Les sermons de Jourdain de Saxe sont-ils les seuls accès à sa prédication ? Selon la définition qu’en donne Beverley Kienzle, un sermon est "essentiellement un discours oral, prononcé par la voix d’un prédicateur qui s’adresse à une audience, afin de l’instruire et de l’exhorter, sur un sujet qui concerne la foi et les mœurs et qui est basé sur un texte sacré382." Ou, selon la définition de Jean Longère, "prêcher, c’est faire un discours public fondé sur une Révélation divine, dans le cadre d’une société organisée, visant à la naissance ou au développement de la foi et des connaissances religieuses, et. corrélativement, à la conversion ou au progrès spirituel des auditeurs383" A strictement parler, les sermons reportés de Jourdain sont bien les seuls accès à sa prédication.

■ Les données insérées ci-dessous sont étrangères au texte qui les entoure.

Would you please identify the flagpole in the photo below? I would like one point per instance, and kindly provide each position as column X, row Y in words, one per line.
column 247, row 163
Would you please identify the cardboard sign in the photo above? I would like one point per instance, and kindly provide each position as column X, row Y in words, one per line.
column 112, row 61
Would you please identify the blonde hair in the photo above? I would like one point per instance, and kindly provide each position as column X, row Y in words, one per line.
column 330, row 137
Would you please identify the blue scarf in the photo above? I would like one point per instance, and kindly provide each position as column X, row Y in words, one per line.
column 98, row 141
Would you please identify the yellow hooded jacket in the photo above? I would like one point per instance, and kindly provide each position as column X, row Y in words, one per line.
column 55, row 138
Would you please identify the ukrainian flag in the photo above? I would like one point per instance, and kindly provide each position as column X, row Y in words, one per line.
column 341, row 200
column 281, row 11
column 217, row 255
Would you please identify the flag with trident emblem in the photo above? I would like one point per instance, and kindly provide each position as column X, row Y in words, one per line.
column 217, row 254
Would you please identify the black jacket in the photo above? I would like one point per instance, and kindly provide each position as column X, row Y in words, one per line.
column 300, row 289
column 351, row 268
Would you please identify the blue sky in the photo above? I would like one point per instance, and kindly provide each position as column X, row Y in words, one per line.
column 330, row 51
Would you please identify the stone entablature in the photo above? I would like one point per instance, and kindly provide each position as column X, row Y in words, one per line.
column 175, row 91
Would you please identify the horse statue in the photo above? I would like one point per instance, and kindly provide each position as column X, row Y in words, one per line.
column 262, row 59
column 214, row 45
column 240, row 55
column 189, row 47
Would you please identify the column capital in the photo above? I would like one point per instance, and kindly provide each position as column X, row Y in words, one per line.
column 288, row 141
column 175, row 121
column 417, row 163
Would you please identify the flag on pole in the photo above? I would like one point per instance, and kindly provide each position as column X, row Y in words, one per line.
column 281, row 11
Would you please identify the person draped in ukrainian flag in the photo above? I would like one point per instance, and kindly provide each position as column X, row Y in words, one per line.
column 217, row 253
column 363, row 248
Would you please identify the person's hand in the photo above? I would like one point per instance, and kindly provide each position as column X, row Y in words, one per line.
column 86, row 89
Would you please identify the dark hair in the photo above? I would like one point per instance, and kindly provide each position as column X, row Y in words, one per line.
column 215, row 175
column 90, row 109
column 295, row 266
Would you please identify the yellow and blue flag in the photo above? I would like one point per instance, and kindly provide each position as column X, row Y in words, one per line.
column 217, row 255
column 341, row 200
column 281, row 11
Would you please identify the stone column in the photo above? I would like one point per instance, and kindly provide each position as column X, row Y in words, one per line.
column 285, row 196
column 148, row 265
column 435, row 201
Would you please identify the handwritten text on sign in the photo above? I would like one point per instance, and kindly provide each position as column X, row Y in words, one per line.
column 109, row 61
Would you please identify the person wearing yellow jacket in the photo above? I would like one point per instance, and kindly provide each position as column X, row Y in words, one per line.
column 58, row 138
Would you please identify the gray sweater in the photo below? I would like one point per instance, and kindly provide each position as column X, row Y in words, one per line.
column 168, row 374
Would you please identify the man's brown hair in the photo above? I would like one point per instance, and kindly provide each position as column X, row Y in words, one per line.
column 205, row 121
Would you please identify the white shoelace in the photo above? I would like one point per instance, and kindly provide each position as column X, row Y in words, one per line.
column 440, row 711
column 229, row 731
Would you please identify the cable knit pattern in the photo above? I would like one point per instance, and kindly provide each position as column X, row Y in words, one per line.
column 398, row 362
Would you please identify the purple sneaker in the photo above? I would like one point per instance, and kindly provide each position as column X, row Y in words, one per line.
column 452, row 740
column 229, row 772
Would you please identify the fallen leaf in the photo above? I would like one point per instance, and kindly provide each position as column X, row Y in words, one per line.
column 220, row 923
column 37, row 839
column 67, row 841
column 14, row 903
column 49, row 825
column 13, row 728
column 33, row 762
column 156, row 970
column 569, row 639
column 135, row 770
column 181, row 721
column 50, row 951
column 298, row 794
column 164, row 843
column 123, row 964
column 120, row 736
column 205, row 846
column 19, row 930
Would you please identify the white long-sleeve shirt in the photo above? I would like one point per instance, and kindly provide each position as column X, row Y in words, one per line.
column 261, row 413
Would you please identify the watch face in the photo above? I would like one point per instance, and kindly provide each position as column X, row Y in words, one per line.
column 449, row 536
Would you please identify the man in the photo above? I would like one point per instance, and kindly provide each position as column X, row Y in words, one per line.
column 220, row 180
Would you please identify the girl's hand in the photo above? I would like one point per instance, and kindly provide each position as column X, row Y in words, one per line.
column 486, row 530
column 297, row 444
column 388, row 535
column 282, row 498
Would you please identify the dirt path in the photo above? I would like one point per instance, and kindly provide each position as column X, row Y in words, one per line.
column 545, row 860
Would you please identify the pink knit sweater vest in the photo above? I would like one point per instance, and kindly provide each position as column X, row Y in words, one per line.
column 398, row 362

Mais à côté de la prédication, ou en marge de la prédication, existe un bon usage de la parole qui s’en rapproche, dont l’usage sera systématisé par les auteurs dominicains dès le XIIIe siècle, que ce soit par exemple Humbert de Romans, qui y consacre un chapitre dans le De eruditione prædicatorum 384, ou Philippe de Ferrare, qui un siècle plus tard, compose un Liber de introductione loquendi 385.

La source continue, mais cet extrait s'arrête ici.